Pitfall 3: Using String Names in iloc#
iloc only accepts integer indices. Using column names raises an error.
Problem:
df.iloc[:, ['A']] # TypeError: .iloc requires numeric indexers Fix: Use loc for column names, or iloc with positions:
df.loc[:, ['A']] # Correct (using loc with names)
df.iloc[:, [0]] # Correct (using iloc with position) Pitfall 4: Out-of-Bounds Column Indices#
Selecting a column position greater than the number of columns raises an IndexError.
Problem:
df.iloc[:, [10]] # df has 5 columns (0-4) → IndexError Fix: Check column count first with len(df.columns):
print(f"Total columns: {len(df.columns)}") # Ensure indices are < len(df.columns) 5. Best Practices#
To make your code readable and robust when selecting non-adjacent columns with iloc:
1. Document Column Positions#
Comment the purpose of each column position to clarify intent:
# Select 'survived' (0), 'age' (3), 'fare' (6)
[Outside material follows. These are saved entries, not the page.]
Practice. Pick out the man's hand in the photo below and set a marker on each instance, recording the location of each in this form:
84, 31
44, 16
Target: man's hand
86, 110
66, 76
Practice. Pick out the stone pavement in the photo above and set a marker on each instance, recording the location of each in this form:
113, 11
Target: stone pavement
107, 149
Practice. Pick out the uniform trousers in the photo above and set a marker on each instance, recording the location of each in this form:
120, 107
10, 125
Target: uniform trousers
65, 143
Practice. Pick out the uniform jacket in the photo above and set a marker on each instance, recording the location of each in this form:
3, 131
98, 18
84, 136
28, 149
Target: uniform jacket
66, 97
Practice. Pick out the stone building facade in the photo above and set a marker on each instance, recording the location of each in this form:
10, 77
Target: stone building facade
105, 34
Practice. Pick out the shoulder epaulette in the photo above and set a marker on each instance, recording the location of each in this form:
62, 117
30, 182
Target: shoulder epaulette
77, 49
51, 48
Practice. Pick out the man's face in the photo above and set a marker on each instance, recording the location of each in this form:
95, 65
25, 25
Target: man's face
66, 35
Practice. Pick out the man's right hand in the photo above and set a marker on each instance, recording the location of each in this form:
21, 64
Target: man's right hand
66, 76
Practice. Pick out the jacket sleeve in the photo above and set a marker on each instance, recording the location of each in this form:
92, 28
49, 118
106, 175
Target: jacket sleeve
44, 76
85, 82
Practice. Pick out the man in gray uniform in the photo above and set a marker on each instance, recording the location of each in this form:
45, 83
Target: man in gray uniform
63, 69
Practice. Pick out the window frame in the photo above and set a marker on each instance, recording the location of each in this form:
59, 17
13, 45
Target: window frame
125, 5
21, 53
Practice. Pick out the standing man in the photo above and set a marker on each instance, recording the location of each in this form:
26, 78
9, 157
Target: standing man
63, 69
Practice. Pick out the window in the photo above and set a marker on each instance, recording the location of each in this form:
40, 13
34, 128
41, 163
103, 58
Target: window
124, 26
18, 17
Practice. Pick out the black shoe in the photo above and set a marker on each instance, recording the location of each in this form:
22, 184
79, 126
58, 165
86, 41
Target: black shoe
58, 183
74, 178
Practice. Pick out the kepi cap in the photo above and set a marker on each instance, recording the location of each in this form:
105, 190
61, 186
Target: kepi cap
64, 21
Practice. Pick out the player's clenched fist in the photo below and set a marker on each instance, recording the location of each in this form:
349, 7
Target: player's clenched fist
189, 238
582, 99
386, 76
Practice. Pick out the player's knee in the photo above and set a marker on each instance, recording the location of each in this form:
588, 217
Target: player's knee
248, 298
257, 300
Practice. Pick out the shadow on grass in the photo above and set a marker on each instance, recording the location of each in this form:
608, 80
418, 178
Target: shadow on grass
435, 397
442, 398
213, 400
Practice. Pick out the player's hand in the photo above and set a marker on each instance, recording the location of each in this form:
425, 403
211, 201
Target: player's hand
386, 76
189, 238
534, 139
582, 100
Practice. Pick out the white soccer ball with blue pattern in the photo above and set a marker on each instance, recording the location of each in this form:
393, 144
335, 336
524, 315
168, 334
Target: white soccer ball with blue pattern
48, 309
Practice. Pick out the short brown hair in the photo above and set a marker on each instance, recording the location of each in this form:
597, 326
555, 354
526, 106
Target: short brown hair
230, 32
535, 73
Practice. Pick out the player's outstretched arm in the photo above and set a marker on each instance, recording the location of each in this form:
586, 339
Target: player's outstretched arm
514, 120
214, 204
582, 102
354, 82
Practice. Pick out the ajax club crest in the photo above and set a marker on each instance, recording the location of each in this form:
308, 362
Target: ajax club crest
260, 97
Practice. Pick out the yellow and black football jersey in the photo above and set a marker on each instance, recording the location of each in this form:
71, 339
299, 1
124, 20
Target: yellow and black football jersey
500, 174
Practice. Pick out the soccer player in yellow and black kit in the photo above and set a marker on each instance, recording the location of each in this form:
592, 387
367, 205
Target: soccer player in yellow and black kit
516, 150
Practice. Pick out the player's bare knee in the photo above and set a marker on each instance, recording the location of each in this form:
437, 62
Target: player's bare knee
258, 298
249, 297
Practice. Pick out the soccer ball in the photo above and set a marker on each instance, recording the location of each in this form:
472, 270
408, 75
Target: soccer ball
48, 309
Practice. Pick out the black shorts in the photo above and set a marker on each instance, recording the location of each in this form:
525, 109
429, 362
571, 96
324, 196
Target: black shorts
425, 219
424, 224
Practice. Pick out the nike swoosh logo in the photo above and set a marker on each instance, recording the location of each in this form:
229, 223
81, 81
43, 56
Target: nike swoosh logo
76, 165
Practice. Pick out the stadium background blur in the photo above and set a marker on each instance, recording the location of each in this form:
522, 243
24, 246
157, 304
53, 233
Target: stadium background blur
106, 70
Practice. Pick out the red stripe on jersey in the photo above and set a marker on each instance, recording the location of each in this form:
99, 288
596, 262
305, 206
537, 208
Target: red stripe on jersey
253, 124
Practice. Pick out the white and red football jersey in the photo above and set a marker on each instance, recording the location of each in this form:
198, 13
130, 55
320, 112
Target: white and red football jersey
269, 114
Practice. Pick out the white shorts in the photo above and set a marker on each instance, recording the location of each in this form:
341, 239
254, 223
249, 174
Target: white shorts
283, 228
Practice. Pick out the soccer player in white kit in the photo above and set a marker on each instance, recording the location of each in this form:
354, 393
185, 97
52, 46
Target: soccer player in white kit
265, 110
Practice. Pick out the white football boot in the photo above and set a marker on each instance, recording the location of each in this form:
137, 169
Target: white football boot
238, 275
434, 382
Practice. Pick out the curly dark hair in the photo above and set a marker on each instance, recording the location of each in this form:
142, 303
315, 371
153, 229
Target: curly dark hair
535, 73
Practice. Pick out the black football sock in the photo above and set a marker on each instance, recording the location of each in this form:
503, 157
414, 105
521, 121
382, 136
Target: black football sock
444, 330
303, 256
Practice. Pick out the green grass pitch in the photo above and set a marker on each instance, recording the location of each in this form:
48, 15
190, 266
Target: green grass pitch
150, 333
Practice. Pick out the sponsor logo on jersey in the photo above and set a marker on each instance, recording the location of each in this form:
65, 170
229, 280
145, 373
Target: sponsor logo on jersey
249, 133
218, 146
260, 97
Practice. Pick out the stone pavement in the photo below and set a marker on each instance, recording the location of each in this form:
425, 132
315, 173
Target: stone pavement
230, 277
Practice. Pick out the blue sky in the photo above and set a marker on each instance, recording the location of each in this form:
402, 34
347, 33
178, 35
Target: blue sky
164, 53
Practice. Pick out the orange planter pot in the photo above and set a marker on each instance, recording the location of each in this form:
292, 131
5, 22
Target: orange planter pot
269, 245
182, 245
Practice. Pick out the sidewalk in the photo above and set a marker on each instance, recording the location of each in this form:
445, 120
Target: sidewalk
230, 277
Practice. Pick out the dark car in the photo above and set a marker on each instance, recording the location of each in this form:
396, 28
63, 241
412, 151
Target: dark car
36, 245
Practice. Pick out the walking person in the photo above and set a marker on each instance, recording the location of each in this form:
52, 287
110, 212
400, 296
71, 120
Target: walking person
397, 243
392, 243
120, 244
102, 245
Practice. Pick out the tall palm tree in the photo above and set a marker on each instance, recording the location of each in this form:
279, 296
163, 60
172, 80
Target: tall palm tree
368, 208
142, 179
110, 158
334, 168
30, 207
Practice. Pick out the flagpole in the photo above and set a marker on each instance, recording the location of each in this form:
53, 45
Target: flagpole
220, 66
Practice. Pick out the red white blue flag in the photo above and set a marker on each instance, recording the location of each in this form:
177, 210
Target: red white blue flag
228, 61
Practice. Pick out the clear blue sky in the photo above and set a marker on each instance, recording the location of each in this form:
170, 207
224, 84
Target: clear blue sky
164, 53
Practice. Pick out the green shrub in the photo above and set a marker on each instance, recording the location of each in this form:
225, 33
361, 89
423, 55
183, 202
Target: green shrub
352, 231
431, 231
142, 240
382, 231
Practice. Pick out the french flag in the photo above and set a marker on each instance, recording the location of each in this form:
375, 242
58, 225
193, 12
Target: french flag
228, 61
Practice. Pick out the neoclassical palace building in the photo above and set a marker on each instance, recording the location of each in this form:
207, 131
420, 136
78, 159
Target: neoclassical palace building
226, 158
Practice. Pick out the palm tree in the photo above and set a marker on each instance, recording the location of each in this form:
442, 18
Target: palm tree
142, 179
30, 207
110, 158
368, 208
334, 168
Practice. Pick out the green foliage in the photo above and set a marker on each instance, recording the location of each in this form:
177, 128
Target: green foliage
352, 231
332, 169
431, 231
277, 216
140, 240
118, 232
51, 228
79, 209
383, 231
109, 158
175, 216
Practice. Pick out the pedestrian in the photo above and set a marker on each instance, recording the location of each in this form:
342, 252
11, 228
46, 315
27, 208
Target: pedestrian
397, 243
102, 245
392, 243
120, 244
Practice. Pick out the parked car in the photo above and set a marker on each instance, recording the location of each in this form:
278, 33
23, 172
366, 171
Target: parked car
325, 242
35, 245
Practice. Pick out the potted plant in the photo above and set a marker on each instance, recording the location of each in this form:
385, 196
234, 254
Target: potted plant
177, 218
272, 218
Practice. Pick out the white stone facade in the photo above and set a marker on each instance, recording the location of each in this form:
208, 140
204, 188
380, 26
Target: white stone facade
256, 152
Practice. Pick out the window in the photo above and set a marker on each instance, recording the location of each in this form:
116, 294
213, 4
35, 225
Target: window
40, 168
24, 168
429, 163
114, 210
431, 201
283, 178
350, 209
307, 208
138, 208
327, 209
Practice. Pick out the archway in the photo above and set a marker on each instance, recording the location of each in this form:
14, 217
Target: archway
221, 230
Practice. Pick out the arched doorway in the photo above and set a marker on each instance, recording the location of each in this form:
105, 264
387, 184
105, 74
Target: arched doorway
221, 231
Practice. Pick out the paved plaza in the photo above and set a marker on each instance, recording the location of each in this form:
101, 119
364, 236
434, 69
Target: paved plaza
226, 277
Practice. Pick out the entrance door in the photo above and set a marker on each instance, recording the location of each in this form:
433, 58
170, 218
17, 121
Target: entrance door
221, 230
selected = titanic.iloc[:, [0, 3, 6]] 2. Use Variables for Reusable Column Indices#
Assign column positions to variables for clarity, especially in large projects:
col_survived = 0
col_age = 3
col_fare = 6
selected = titanic.iloc[:, [col_survived, col_age, col_fare]] 3. Validate Selections with df.columns#
Check that your selected positions map to the correct columns:
selected_cols = [0, 3, 6]
print("Selected Column Names:", titanic.columns[selected_cols]) # Verify names 4. Avoid Over-Reliance on Positions#
If column order might change (e.g., after data preprocessing), prefer loc with names. Use iloc only when column positions are stable.
6. Conclusion#
Selecting non-adjacent columns by position in Pandas is efficient and intuitive with iloc. By using a list of integers as the column indexer, you can quickly extract the columns you need—even in large datasets. Remember to:
- Use 0-based indexing.
- Combine slices and lists for mixed adjacent/non-adjacent selections.
- Avoid common pitfalls like string indices or out-of-bounds errors.
- Document and validate your selections for readability.
With these techniques, you’ll streamline your data wrangling workflow and avoid costly mistakes.